The gaming industry is heading for a major platform shift, according to Take-Two Interactive CEO Strauss Zelnick. In a candid interview with CNBC's Squawk Box, the executive behind Grand Theft Auto and NBA 2K franchises said gaming is moving toward PCs over the next decade, even as traditional consoles maintain their foothold in living rooms worldwide.
Take-Two Interactive CEO Strauss Zelnick just dropped a bombshell prediction that could reshape how we think about the future of gaming. Speaking to CNBC's Squawk Box on Monday, the executive behind some of gaming's biggest franchises said the industry is moving toward PCs in the coming decade, fundamentally shifting away from the closed console ecosystems that have dominated for generations.
"I think it's moving towards PC and business is moving towards open rather than closed," Zelnick explained during the interview. But he's not writing off consoles entirely - instead, he's reframing what a console actually means in 2025. "If you define console as the property, not the system, then the notion of a very rich game that you engage in for many hours that you play on a big screen - that's never going away."

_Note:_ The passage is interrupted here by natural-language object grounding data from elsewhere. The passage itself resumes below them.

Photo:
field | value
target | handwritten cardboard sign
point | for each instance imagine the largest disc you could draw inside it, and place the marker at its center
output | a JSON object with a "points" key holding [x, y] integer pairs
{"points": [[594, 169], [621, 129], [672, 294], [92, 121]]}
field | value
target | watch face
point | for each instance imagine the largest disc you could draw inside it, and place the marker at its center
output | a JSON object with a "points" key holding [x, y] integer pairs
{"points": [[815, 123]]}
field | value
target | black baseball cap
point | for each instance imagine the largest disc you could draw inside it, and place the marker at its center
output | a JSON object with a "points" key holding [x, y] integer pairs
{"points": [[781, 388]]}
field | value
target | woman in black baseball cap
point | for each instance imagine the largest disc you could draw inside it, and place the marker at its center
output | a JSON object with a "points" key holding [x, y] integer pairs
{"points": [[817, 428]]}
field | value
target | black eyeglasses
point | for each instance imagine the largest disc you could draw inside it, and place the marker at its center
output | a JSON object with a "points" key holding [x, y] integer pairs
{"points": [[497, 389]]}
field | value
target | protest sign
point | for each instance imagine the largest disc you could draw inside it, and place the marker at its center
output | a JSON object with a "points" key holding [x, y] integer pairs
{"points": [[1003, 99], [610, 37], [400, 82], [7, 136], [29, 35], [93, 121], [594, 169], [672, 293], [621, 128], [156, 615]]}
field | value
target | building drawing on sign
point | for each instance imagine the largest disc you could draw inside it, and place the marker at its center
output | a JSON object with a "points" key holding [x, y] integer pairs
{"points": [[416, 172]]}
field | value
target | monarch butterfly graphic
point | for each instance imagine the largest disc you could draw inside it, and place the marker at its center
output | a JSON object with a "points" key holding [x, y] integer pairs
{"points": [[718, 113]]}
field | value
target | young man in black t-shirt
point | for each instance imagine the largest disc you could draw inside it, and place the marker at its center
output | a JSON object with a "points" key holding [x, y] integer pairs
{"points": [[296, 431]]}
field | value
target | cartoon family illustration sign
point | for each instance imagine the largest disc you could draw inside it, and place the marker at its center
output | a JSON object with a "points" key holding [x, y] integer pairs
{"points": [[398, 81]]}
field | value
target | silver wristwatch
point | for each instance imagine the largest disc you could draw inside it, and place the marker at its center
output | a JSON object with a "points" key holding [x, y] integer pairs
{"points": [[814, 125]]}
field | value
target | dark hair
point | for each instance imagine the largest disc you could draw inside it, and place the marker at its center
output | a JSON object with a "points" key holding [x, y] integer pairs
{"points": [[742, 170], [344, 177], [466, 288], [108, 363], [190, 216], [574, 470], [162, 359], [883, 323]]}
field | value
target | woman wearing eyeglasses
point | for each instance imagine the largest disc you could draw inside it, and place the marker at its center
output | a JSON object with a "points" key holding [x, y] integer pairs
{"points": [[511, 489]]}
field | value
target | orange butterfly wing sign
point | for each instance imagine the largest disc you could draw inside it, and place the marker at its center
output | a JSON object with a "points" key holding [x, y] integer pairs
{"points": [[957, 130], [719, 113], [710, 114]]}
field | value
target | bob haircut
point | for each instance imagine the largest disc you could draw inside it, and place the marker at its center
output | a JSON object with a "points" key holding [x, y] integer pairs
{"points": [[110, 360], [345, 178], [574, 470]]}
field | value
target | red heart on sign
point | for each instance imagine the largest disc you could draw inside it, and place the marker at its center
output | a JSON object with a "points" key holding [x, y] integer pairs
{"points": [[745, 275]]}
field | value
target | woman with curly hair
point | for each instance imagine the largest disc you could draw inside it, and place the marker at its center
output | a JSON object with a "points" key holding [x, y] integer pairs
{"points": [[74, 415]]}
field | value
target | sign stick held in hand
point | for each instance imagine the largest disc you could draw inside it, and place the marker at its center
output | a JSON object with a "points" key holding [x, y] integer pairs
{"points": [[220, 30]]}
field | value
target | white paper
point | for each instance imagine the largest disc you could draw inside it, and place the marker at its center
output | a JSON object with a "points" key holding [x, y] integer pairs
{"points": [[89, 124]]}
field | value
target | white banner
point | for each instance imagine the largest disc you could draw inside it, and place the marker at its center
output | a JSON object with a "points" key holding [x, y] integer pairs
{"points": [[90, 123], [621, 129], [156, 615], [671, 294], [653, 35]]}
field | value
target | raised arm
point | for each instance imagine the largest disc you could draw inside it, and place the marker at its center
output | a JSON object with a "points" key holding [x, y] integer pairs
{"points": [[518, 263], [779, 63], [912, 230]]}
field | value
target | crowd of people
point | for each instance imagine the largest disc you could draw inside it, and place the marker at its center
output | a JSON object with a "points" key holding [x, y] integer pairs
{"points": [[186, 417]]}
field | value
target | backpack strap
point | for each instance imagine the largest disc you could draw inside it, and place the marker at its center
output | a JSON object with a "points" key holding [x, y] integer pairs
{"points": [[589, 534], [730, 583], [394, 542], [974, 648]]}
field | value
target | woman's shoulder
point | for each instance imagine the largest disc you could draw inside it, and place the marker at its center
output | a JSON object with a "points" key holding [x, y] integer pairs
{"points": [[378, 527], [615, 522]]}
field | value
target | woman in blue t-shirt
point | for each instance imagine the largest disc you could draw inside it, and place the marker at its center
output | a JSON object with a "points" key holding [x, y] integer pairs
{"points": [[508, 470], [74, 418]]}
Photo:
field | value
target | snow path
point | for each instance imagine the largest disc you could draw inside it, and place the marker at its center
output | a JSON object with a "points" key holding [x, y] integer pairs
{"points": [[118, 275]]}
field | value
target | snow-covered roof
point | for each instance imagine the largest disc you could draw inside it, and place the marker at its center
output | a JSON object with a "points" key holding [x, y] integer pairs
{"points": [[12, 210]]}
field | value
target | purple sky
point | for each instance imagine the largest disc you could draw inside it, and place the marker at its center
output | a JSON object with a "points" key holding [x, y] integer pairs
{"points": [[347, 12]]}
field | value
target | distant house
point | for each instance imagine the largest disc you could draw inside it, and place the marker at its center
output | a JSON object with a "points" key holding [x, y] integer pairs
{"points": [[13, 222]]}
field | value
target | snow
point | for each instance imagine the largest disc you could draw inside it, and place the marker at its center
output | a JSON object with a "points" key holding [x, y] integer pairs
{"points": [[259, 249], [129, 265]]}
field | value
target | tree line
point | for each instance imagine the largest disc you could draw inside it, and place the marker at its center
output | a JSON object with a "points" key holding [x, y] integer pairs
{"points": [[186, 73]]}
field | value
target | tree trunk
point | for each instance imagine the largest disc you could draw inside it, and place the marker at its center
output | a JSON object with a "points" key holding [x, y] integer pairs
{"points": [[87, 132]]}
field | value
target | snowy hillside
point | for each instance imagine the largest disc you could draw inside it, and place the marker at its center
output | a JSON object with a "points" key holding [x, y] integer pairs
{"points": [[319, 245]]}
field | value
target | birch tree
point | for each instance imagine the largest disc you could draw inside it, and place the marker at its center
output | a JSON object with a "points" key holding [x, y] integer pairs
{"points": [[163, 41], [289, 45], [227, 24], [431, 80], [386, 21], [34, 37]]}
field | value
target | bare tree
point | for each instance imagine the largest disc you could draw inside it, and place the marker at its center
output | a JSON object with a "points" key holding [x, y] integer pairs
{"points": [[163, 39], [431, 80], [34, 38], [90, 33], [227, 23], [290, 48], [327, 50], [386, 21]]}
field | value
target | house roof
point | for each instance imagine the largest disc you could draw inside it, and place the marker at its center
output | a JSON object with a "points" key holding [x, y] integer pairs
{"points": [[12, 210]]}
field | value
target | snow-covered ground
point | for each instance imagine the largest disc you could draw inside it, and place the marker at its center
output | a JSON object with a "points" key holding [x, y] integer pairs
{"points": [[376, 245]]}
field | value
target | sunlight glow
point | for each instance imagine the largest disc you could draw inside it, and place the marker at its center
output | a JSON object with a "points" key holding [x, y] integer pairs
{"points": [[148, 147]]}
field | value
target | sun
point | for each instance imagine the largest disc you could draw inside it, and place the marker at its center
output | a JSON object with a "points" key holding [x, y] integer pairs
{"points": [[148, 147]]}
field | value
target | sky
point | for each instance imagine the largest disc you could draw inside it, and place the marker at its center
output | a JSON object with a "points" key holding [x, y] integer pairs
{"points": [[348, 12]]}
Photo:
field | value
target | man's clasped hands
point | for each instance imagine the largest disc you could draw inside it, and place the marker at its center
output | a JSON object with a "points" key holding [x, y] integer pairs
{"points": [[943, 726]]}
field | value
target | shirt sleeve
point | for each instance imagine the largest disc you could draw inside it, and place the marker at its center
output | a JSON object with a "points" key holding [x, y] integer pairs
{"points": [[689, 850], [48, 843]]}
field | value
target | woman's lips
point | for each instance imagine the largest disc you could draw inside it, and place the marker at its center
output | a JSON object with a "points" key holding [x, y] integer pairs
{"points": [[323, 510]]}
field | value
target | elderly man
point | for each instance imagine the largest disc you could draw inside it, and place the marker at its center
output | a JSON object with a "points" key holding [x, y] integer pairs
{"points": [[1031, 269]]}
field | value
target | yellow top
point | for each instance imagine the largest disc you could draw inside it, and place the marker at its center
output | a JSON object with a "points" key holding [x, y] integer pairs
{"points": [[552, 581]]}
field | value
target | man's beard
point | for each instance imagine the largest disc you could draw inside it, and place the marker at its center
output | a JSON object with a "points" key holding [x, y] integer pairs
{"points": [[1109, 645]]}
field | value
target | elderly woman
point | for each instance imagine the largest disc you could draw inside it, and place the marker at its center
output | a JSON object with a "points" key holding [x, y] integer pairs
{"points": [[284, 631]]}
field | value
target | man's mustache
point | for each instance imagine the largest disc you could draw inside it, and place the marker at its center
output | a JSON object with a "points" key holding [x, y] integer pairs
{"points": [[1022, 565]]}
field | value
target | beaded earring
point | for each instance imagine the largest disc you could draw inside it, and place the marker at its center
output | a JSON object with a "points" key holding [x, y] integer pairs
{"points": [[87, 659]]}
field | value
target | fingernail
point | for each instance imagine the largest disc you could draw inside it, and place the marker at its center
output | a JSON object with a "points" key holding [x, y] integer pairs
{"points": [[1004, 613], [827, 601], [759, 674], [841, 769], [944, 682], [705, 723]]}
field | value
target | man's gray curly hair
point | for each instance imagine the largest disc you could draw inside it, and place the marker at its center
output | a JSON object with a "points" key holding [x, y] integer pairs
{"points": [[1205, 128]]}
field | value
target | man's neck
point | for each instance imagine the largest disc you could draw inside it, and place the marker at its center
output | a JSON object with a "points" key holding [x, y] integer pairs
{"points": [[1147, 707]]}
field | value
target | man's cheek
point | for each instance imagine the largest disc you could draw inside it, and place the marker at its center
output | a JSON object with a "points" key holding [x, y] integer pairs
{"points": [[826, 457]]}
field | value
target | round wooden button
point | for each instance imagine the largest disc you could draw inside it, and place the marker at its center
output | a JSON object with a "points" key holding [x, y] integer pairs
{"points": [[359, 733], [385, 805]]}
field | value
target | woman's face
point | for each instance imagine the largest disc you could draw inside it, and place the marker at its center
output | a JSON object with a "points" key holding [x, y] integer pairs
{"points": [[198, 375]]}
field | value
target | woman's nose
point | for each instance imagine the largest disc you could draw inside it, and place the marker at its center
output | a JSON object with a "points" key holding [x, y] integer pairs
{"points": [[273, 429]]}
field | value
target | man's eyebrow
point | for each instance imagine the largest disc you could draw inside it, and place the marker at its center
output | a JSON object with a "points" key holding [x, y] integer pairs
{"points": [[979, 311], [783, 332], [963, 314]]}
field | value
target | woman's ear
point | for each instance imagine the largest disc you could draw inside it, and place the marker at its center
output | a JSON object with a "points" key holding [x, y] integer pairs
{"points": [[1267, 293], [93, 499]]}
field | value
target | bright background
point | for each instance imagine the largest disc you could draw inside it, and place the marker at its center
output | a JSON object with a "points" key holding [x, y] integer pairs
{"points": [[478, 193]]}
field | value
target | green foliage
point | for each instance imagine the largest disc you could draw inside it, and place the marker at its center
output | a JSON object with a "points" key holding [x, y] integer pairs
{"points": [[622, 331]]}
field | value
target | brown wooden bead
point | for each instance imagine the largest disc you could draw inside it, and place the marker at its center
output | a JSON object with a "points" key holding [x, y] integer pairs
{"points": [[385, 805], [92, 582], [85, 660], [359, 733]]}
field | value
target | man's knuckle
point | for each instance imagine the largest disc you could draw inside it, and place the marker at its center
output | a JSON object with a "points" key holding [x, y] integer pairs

The timing of these comments isn't coincidental. Take-Two sits at the center of gaming's biggest revenue streams, with Grand Theft Auto, Red Dead Redemption, and NBA 2K generating billions annually across multiple platforms. When Zelnick talks about platform trends, the entire industry listens - and his latest assessment suggests we're witnessing a fundamental shift in how people want to play games.
Right now, Zelnick says the market split between console and mobile gaming is roughly even, but mobile is growing significantly faster than traditional consoles. This creates an interesting dynamic where Sony's PlayStation and Nintendo continue doubling down on their closed, proprietary systems with major success, while competitors like Microsoft's Xbox are already hinting at more PC-integrated approaches for their next generation of hardware.
The shift becomes even more apparent when you look at what's happening on the hardware side. Valve created significant industry buzz last week with its announcement of the new Steam Machine - a console-PC hybrid that can run PC games on a television or function as a traditional gaming computer. It's exactly the kind of open platform convergence Zelnick is talking about, and it represents a direct challenge to the walled-garden approach that's defined console gaming for decades.